The New Geography of Opportunity

By
Learn more about J.H. Cullum Clark.
J.H. Cullum Clark
Director, Bush Institute-SMU Economic Growth Initiative
George W. Bush Institute

A diverse range of cities and metropolitan areas have emerged as high-opportunity regional economies in 21st century America. This report examines those cities and towns and outlines their strengths.

A diverse range of cities and metropolitan areas have emerged as high-opportunity regional economies in 21st century America, sometimes in surprising places. This report explores six geographic patterns into which most of the high-opportunity cities, towns, and neighborhoods of the United States fit naturally. Fifty-six of the 64 “cities of opportunity” we’ve identified from among America’s 250 largest metro areas fit into one of four regional groups:

  • Star metro areas of the Northeast and Pacific coasts (4 metros).
  • Thriving metros of what we call the “Northwest 13” states (32 metros).
  • Booming metros of the Sun Belt (16 metros).
  • Emerging turnaround metros of the Midwest (4 metros).
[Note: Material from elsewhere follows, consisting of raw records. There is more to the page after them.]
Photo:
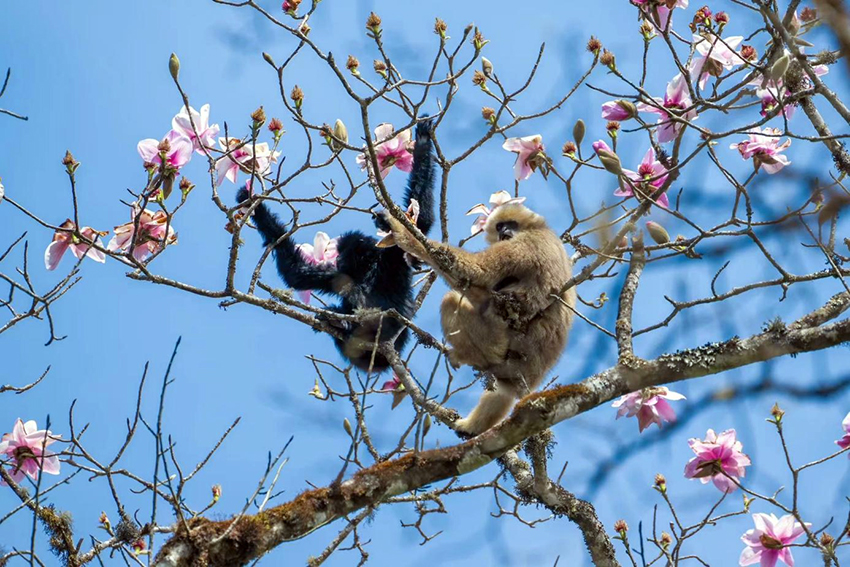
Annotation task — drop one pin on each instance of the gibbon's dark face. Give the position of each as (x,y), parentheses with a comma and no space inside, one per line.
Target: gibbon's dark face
(507,230)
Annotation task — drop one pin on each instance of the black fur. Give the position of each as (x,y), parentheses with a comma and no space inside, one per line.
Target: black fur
(365,276)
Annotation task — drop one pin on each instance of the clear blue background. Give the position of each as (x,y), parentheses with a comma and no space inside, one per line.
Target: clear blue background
(93,78)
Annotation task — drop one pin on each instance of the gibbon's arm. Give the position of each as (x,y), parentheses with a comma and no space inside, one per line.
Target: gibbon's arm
(482,269)
(297,273)
(420,182)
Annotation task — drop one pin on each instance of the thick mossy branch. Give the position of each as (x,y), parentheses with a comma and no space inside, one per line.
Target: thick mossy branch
(255,535)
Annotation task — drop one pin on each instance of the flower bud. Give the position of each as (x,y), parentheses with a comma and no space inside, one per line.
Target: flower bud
(297,96)
(276,127)
(610,161)
(352,64)
(647,30)
(69,162)
(779,67)
(478,40)
(486,67)
(259,117)
(373,24)
(174,66)
(608,60)
(186,187)
(749,53)
(657,232)
(440,28)
(480,79)
(578,131)
(621,527)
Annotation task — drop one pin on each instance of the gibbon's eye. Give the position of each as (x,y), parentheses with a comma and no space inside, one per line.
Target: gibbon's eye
(506,230)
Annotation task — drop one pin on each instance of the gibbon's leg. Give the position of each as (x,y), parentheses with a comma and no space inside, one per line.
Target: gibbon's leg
(477,340)
(492,407)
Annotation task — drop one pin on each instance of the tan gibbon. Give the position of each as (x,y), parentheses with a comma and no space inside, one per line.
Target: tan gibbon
(503,315)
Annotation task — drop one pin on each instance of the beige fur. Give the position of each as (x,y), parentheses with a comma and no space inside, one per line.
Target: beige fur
(516,333)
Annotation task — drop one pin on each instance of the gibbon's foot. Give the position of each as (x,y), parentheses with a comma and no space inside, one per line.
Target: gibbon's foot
(462,430)
(381,220)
In addition, two pervasive trends account for most high-opportunity places within America’s larger metropolitan areas:

  • The rise of urbanizing suburban cities as top-performing places of opportunity.
  • Growing bifurcation of large core cities into high-opportunity wealthy areas and low-opportunity struggling areas.

Resources


The case studies in this report offer the same takeaways as our companion report, “The Evolving Geography of Opportunity: Leading Cities of the Past, Present, and Future”: High-opportunity cities are places that emphasize education and innovation, offer a relatively good quality of life to residents, sustain a strong sense of community, welcome immigrants and other newcomers, and pursue commerce friendly economic policies.

The regional patterns we explore in this report offer different mixes of strengths and shortcomings in these respects. The star coastal metros perform best on education and innovation, the Northwestern metros on quality of life and social capital, and the Sun Belt metros on economic freedom and affordability. Emerging turnarounds in the Midwest are showing a path to growing prosperity and economic mobility based on strong knowledge generating institutions, social capital, and quality-of-life investments.